Fratelli coltelli, anche nell’alta finanza? Non è così vero.

Ruggero Magnoni è uno dei più noti investment banker italiani. Oggi lavora nella giapponese Nomura, ma è stato in posizione di vertice di Lehman Brothers, dove ha operato dall’Italia come uno dei registi dell’Opa su Telecom lanciata da Roberto Colaninno. Magnoni, della dinastia imparentata con Michele Sindona, è fratello di Giorgio, finanziere più discusso e protagonista dell’ultimo crack della ex quotata Sopaf, nonché condannato recentemente a 4 anni per truffa a una banca.
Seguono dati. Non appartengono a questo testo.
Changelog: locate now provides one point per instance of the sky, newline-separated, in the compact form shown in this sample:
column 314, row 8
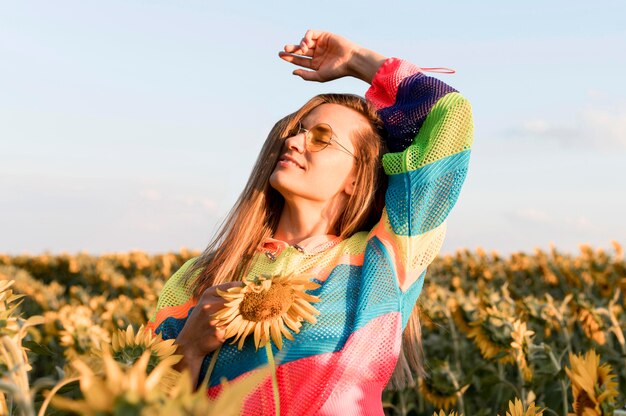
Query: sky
column 133, row 125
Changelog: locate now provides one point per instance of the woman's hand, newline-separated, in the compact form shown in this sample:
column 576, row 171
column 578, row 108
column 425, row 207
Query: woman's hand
column 328, row 56
column 200, row 336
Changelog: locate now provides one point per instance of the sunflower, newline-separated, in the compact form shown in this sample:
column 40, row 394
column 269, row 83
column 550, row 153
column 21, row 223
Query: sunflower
column 441, row 413
column 521, row 343
column 127, row 347
column 439, row 388
column 267, row 307
column 118, row 390
column 592, row 325
column 593, row 385
column 517, row 409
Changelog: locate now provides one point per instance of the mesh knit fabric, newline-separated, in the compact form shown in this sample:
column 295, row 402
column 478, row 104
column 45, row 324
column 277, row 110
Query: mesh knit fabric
column 370, row 281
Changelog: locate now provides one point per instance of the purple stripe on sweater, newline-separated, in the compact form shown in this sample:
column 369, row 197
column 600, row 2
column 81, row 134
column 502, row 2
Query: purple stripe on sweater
column 416, row 96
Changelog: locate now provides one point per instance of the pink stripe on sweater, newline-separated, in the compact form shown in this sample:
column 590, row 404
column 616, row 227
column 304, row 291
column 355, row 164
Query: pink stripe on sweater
column 385, row 84
column 329, row 384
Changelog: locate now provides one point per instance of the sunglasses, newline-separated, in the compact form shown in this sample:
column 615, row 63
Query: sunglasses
column 318, row 137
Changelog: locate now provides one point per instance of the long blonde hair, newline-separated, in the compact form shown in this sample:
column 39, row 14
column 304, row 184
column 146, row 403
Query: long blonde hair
column 256, row 213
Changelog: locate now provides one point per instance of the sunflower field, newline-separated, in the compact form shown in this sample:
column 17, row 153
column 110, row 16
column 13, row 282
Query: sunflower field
column 522, row 335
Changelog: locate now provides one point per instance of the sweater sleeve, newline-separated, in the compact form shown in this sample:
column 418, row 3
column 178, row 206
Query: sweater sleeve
column 430, row 132
column 175, row 301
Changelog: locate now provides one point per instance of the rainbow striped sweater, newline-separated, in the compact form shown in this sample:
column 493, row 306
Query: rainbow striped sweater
column 369, row 282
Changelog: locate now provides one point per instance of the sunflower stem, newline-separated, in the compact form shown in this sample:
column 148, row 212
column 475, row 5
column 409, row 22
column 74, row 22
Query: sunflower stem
column 209, row 371
column 457, row 357
column 53, row 392
column 270, row 360
column 557, row 366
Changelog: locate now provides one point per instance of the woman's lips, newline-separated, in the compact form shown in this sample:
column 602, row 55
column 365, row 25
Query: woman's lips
column 287, row 160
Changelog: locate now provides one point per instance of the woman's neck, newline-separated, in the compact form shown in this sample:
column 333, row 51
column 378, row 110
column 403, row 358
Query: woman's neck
column 306, row 219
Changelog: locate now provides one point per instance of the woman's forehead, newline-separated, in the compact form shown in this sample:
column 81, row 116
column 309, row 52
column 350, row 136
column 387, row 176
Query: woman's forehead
column 339, row 117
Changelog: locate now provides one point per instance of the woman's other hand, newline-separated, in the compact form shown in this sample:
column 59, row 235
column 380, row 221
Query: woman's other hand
column 200, row 335
column 327, row 56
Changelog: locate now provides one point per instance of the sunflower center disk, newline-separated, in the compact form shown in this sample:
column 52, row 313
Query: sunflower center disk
column 267, row 304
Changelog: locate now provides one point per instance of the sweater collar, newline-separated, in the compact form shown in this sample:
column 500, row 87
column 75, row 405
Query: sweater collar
column 309, row 245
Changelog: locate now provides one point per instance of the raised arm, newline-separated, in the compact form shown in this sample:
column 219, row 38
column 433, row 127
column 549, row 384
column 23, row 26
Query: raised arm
column 430, row 132
column 327, row 56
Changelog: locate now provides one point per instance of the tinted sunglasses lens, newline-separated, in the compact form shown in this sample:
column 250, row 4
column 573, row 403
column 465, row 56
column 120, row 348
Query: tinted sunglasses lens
column 318, row 137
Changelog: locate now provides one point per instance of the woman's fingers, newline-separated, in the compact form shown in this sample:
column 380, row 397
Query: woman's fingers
column 296, row 59
column 308, row 75
column 297, row 50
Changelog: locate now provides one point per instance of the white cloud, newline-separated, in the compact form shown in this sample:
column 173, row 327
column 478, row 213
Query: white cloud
column 150, row 195
column 602, row 127
column 536, row 216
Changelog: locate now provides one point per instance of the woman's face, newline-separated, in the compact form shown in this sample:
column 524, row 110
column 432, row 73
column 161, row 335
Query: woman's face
column 324, row 176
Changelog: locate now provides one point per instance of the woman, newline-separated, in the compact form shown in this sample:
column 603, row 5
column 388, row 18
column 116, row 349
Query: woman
column 312, row 216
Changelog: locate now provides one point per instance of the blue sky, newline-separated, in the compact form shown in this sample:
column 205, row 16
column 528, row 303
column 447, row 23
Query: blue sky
column 134, row 124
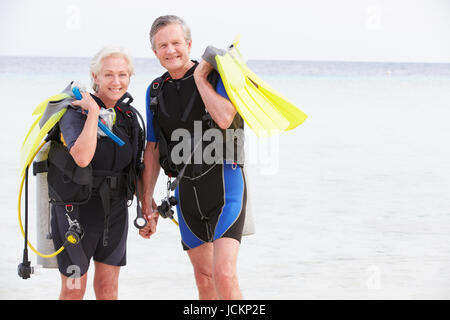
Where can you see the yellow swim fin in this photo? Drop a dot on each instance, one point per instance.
(265, 110)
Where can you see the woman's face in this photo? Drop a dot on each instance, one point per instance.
(112, 79)
(171, 48)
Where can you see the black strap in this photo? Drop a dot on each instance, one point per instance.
(40, 167)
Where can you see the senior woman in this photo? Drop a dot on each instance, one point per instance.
(101, 221)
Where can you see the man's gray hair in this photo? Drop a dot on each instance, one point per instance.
(109, 51)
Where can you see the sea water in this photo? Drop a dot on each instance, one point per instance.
(352, 204)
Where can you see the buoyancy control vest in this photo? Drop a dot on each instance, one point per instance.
(176, 104)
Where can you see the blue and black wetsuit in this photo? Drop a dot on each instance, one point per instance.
(212, 201)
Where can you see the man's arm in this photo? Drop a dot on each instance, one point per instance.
(221, 109)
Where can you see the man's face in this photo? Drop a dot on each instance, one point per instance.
(171, 48)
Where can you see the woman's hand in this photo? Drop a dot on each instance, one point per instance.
(203, 70)
(152, 216)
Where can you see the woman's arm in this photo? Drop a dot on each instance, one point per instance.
(221, 109)
(84, 147)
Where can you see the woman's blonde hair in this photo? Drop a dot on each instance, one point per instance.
(109, 51)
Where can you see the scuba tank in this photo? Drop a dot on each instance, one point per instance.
(43, 207)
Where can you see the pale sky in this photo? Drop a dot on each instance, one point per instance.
(343, 30)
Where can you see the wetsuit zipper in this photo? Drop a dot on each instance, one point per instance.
(204, 218)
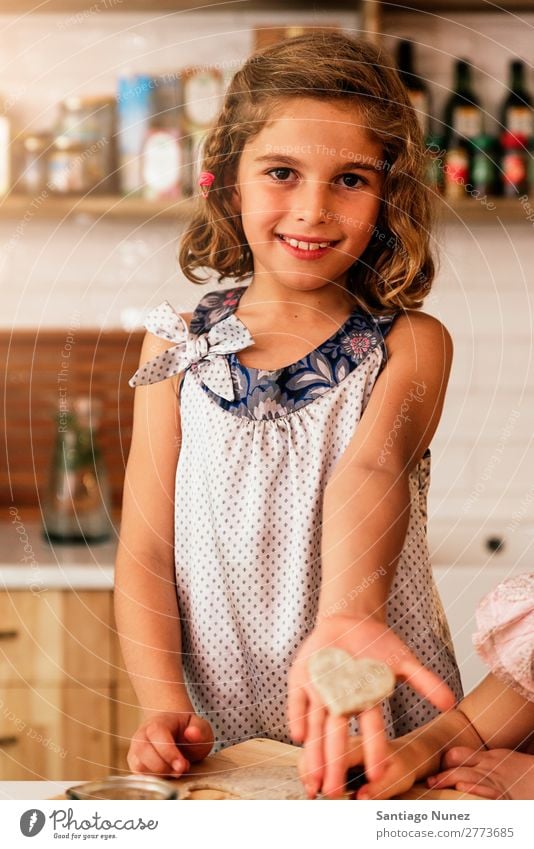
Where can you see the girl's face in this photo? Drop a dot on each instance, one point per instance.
(312, 175)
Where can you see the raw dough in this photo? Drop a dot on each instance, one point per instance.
(251, 782)
(348, 685)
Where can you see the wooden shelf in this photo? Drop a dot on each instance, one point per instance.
(454, 6)
(96, 206)
(490, 211)
(15, 207)
(74, 7)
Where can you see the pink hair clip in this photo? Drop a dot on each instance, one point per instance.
(205, 181)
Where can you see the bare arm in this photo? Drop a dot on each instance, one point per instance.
(146, 608)
(502, 718)
(367, 500)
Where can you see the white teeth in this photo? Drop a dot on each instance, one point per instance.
(306, 246)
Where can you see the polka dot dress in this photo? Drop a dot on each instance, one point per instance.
(248, 505)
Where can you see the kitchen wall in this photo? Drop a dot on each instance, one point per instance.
(108, 274)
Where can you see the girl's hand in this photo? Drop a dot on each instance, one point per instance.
(167, 743)
(324, 735)
(398, 777)
(494, 774)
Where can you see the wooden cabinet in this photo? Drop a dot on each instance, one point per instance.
(67, 710)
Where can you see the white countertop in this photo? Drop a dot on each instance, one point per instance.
(33, 789)
(29, 561)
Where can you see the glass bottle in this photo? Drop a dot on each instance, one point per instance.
(77, 502)
(463, 115)
(516, 111)
(417, 88)
(484, 165)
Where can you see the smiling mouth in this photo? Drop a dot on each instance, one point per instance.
(305, 246)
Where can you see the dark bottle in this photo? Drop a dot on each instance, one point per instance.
(463, 116)
(516, 111)
(484, 165)
(417, 88)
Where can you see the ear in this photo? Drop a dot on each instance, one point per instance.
(235, 200)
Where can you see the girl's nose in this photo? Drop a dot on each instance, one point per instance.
(310, 201)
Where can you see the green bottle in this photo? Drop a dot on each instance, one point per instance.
(77, 501)
(463, 116)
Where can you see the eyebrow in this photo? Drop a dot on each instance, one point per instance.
(289, 160)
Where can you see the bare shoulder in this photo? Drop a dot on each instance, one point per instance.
(416, 333)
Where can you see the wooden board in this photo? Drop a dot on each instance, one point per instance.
(269, 753)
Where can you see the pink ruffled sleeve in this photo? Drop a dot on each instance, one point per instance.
(505, 636)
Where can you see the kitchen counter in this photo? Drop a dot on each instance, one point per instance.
(230, 761)
(29, 562)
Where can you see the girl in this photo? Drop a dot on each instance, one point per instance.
(275, 492)
(480, 738)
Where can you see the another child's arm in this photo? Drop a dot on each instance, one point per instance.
(504, 720)
(146, 607)
(365, 518)
(408, 759)
(493, 715)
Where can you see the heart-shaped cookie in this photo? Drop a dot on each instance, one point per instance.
(348, 685)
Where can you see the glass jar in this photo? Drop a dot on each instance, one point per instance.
(77, 501)
(35, 162)
(89, 124)
(514, 164)
(66, 167)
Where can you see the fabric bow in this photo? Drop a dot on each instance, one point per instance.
(206, 350)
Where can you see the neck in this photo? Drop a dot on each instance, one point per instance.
(284, 303)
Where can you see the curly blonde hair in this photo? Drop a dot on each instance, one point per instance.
(396, 269)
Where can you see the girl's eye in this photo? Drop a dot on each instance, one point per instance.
(356, 180)
(278, 171)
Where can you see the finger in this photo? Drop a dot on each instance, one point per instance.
(429, 685)
(314, 746)
(149, 761)
(164, 744)
(460, 756)
(483, 790)
(198, 739)
(354, 751)
(335, 748)
(297, 708)
(375, 743)
(308, 781)
(450, 777)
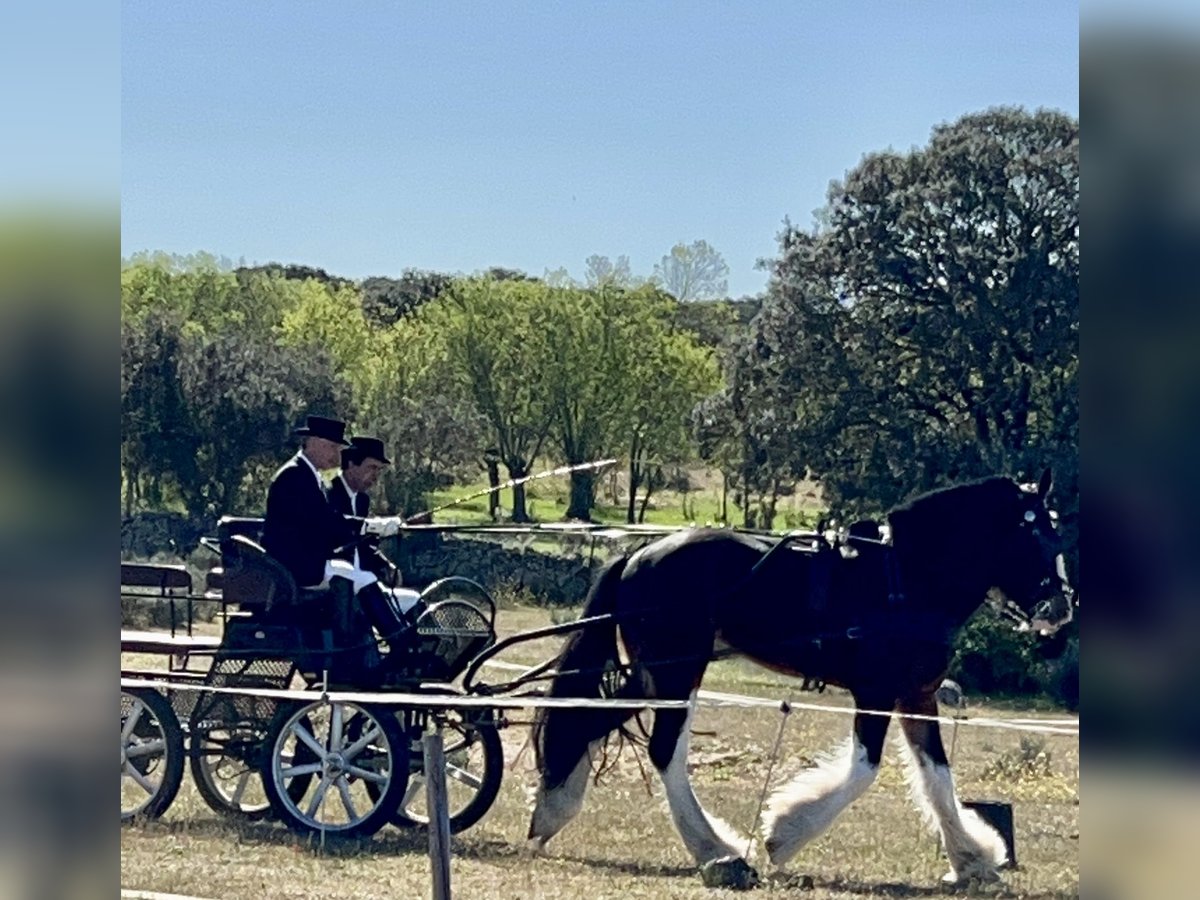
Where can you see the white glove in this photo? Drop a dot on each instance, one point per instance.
(383, 526)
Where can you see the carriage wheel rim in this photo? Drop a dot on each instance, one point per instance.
(342, 760)
(133, 748)
(217, 781)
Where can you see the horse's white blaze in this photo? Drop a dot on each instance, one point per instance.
(808, 805)
(973, 847)
(558, 805)
(705, 835)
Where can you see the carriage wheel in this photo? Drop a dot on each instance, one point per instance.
(151, 754)
(349, 760)
(474, 769)
(227, 769)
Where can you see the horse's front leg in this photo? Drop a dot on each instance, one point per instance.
(705, 835)
(975, 849)
(807, 807)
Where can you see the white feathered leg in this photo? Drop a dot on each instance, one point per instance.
(808, 805)
(705, 835)
(973, 847)
(556, 808)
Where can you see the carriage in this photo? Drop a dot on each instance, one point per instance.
(877, 621)
(342, 768)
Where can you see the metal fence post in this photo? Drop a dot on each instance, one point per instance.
(439, 816)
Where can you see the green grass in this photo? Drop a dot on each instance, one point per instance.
(623, 844)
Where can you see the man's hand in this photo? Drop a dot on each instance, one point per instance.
(382, 526)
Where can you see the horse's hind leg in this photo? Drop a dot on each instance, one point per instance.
(571, 738)
(706, 837)
(975, 849)
(808, 805)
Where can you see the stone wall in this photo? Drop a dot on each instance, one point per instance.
(555, 575)
(147, 534)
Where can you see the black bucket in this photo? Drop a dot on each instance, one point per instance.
(1000, 816)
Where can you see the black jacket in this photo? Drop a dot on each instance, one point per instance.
(301, 528)
(340, 499)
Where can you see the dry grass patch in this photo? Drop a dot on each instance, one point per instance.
(623, 844)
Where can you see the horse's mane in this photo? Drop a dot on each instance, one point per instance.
(945, 516)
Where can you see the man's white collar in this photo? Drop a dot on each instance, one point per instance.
(315, 472)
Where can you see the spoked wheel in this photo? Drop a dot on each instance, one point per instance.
(151, 754)
(335, 768)
(227, 769)
(474, 769)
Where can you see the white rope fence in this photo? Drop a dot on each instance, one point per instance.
(705, 699)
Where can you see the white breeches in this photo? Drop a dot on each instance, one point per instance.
(401, 599)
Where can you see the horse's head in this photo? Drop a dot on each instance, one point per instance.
(1031, 579)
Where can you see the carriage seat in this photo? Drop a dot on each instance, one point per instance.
(251, 577)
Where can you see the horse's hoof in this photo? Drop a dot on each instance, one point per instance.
(978, 877)
(729, 873)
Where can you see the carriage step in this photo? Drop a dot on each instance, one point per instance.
(165, 642)
(163, 675)
(160, 577)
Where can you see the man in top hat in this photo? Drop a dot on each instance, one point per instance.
(363, 462)
(301, 529)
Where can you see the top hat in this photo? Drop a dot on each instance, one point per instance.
(366, 449)
(318, 426)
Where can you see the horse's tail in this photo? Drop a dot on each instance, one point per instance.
(588, 666)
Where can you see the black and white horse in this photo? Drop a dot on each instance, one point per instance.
(877, 621)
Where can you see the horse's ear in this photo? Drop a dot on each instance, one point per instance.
(1044, 484)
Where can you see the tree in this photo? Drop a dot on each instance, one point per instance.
(929, 325)
(406, 396)
(388, 300)
(157, 439)
(245, 395)
(601, 271)
(693, 271)
(495, 345)
(670, 376)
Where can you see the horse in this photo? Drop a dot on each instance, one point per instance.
(877, 619)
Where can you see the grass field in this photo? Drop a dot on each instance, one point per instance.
(623, 845)
(546, 501)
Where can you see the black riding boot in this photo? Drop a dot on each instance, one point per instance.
(377, 605)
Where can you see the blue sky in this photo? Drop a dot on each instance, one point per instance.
(369, 137)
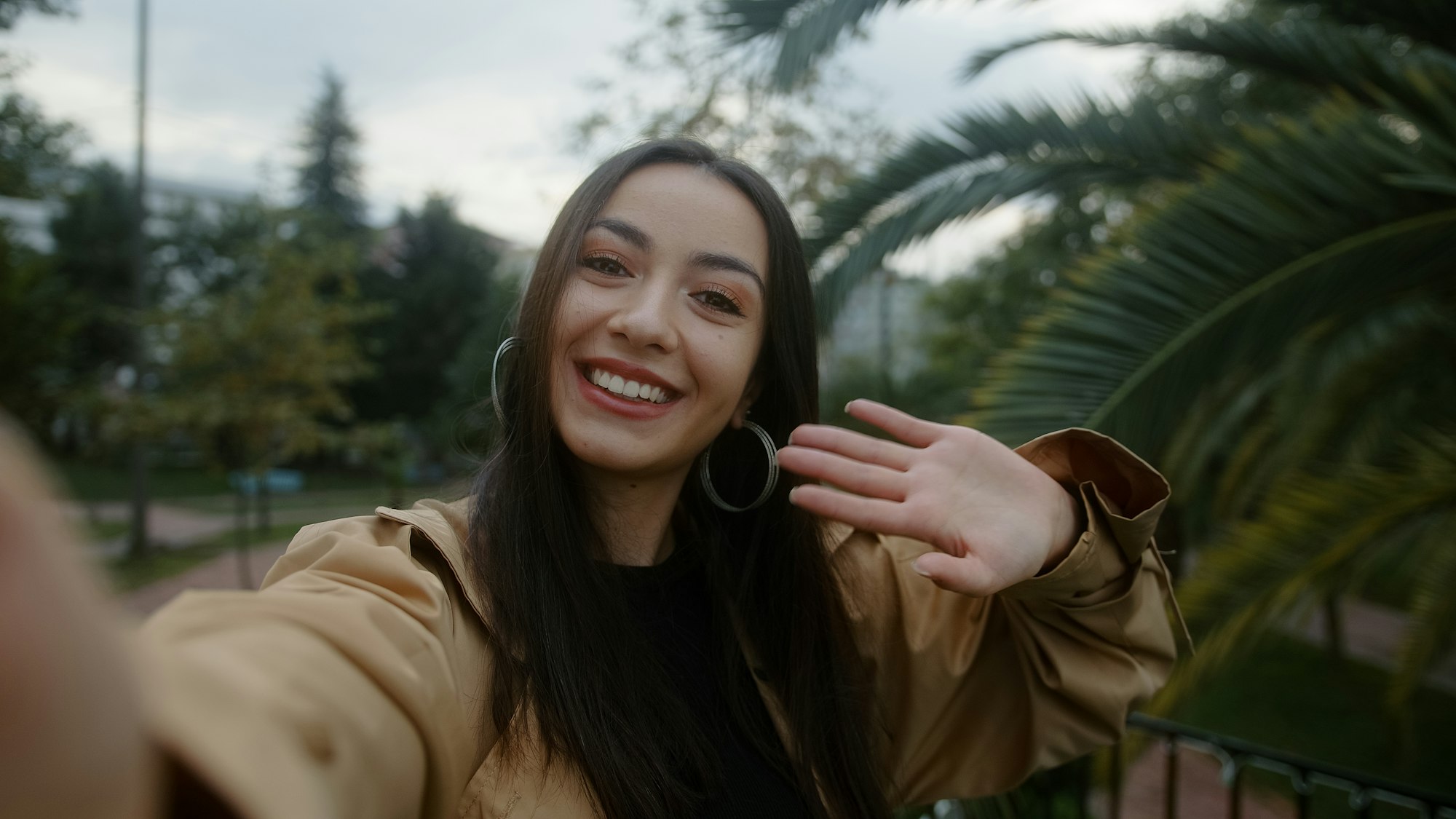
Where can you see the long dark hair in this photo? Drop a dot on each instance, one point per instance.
(567, 649)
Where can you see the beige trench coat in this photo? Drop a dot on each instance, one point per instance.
(355, 684)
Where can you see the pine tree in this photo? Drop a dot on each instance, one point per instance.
(330, 175)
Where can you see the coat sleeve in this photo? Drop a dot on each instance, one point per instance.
(333, 692)
(979, 692)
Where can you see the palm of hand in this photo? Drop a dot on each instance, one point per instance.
(994, 518)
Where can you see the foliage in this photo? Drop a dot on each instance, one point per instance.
(809, 142)
(40, 323)
(34, 151)
(11, 11)
(330, 184)
(1269, 323)
(94, 258)
(256, 371)
(433, 273)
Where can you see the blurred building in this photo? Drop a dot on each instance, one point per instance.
(30, 222)
(882, 323)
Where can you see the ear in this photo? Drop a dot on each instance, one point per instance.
(751, 394)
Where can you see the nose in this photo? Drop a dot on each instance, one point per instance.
(644, 317)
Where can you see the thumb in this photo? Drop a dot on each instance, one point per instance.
(962, 574)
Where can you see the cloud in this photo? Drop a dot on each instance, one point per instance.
(464, 97)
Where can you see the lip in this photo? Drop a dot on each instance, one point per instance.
(630, 372)
(625, 407)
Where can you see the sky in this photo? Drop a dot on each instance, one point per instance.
(475, 98)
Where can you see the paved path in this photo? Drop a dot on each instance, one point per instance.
(219, 573)
(1200, 790)
(175, 526)
(1374, 634)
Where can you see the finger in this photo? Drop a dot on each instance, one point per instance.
(901, 424)
(874, 515)
(854, 445)
(963, 574)
(850, 474)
E proprio le disavventure di Giorgio si sono riverberate su Ruggero. Già, perché qualche giorno fa il banchiere di Nomura ha dovuto dare in pegno a Intesa Sanpaolo il suo 30,3% di Aplomb srl: questa è una società alla quale Magnoni partecipa assieme a Umberto Angeloni, patron dello storico marchio di sartoria Raffaele Caruso, il cui 35% è stato appena ceduto al gruppo coreano Fosun.

Perché il pegno? Perché Intesa ha concesso a Magnoni una linea di credito per rilascio di impegni di firma fino a 5 milioni e, ottenuto il 30% di Aplomb, la banca ha rilasciato una garanzia autonoma in favore della massa dei creditori chirografari di Sopaf, attualmente in liquidazione e concordato preventivo.

La verità è che fra gli atti allegati al pegno si scopre una lettera del 5 novembre di Intesa – Divisione Corporate & Investment Banking – Nucleo Global Industries indirizzata alla stessa Sopaf dove si legge che Giorgio Magnoni e i suoi figli avevano sì offerto garanzie ai creditori di Sopaf per 5 milioni, costituite fra l’altro dal pegno sulla società agricola Yani e su alcuni warrant emessi dalla società Green Hunter. Ma poi i commissari giudiziari di Sopaf hanno voluto modificare quelle garanzie. E così Ruggero (che pure di Sopaf è stato azionista di minoranza) ha dovuto controgarantire con un pegno a sua firma.

Insomma: se oggi Ruggero ha meno Aplomb, è colpa di Giorgio.